Ich liebe die Gedanken des Mystikers Ernesto Cardenal. Sie haben mir in meinem Leben sehr geholfen, die Kälte der Welt und der Menschen zu ertragen und mir einen Blick auf das Dahinter geöffnet.
Er schreibt: Die ganze Natur ist Caritas, aber nur die Mystikerin und der Mystiker erleben diese Art von Liebe mit der eigenen Erfahrung. Die Liebe Gottes umgibt uns von allen Seiten. Seine Liebe ist das Wasser, das wir trinken, die Luft, die wir atmen und das Licht, das wir schauen. Alle natürlichen Phänomene sind nichts Anderes als verschiedene materielle Formen der Liebe Gottes. Wir bewegen uns in Seiner Liebe wie der Fisch im Wasser. Und wir sind so nahe bei Ihm, so durchtränkt von Seiner Liebe und Seinen Gaben (wir sind selbst eine Gabe Gottes), dass wir es gar nicht merken, weil uns die Perspektive fehlt. Seine Liebe hüllt uns von allen Seiten ein, darum spüren wir sie nicht, wie wir auch den Druck der Atmosphäre nicht spüren.
Die Natur ist die fühlbare, die materialisierte Liebe Gottes. Seine Vorsehung ist sichtbar in allem, was wir anschauen. Aber die Menschen hasten durch die Straßen, voller Sorgen und ohne einen Augenblick innezuhalten und an Ihn zu denken, an Ihn, der sie von allen Seiten einhüllt, der die Haare auf ihrem Haupte gezählt hat und alle ihre Zellen.
Warum sorgen wir uns dann eigentlich?
Warum gehen die Menschen mit ernsten Gesichtern durch die Städte, als ob sich jeder für sich alleine bewegte, in einer fremden und feindlichen Welt, in der jeder auf sich selbst gestellt ist? Warum sorgen wir uns, was wir essen und trinken, womit wir uns kleiden und welche Markenartikel wir kaufen sollen?
Gott wacht mit seiner Vorsehung seit 4 Milliarden Jahren über die Erde und hat seit 100 Millionen Jahren für die Vögel und die Insekten gesorgt, du aber fühlst dich hilflos und allein in der Welt, als ob keiner für dich sorgte. Du vergisst, dass da Einer ist, der sich in diesem und jedem Augenblick um dein Gewebe sorgt, und der den Lauf deines Blutes reguliert und die Funktion deiner Drüsen überwacht.
Und dann denkst du, dass irgendein kleines Problem deines täglichen Lebens nur von dir allein gelöst werden könnte.
Aus: Ernesto Cardenal, Die Stunde Null, Das Buch von der Liebe, Wuppertal, Hammer 1980. 2. Aufl.
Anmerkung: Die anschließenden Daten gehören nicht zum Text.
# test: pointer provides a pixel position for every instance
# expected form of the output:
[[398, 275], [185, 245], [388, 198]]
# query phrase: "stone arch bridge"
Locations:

S. 298-299.
Ernesto Cardenal hat das so erfahren. Die Natur ist aber nicht nur Liebe. Sie kann sehr grausam sein. Tsunami, Erdbeben, Epidemien, Krebs und Autoimmunerkrankungen. Die Natur benötigt, um liebevoll zu sein, eine Eindämmung oder eine Verwandlung. Die Kinder müssen vor Raubtieren geschützt werden und unsere Körper brauchen Mittel gegen tödliche Viren und Bakterien. Ich glaube, dass Gott uns liebevoll umgibt, aber er gibt uns auch die Fähigkeiten, die Natur zu kultivieren, sodass sie zur Freude von Mensch und Gott leben und wachsen kann.